Fluid resuscitation of a patient with AMI should begin immediately. Surgical exploration is required for all patients who have evidence of any threatened bowel, regardless of the underlying cause. Superior Mesenteric Artery Embolectomy, Superior Mesenteric Artery Bypass and Hybrid Procedure (Retrograde Open Mesenteric Stenting) are the ways to revascularization in AMI. After revascularization has been accomplished, the viability of the bowel must be reassessed. If possible, 20 to 30 minutes of reperfusion time should be permitted. Also Duplex ultrasound seems to be the most reasonable, cost-effective way to obtain objective data for clinical decision making after various forms of mesenteric revascularization.
In CMI, Angioplasty with stenting exceeded open bypass as the first option and is currently used in more than 70% to 80% of the patients treated for chronic mesenteric ischemia.

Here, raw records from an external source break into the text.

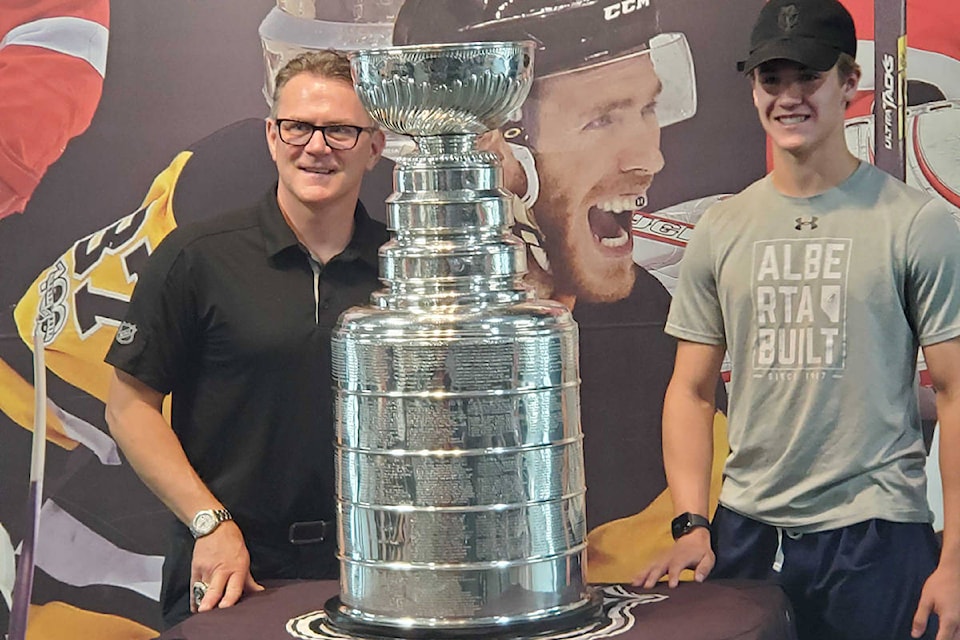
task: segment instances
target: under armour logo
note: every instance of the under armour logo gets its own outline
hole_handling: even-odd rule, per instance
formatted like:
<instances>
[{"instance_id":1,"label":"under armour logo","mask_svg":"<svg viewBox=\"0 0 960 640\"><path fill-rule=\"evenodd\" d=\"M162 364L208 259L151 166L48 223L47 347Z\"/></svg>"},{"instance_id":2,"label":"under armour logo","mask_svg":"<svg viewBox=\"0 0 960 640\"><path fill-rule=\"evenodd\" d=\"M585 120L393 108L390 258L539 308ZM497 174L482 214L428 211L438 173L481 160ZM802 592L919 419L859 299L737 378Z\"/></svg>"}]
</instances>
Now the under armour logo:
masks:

Mesenteric bypass offers improved patency, with lower rates of re-interventions and better freedom from recurrent symptoms. Revascularization should not be excessively delayed. Patients who present with deterioration of symptoms should be admitted, prescribed intravenous heparin, and treated urgently within 24 to 48 hours.
Diagnostic angiography is most often done immediately before a planned intervention, Antegrade Supraceliac Aorta to Celiac and SMA Bypass, Retrograde Iliac Artery or Infrarenal Aortic to SMA Bypass, Retrograde SMA Stent (Hybrid Revascularization) and endarterectomy are the ways to revascularization in CM.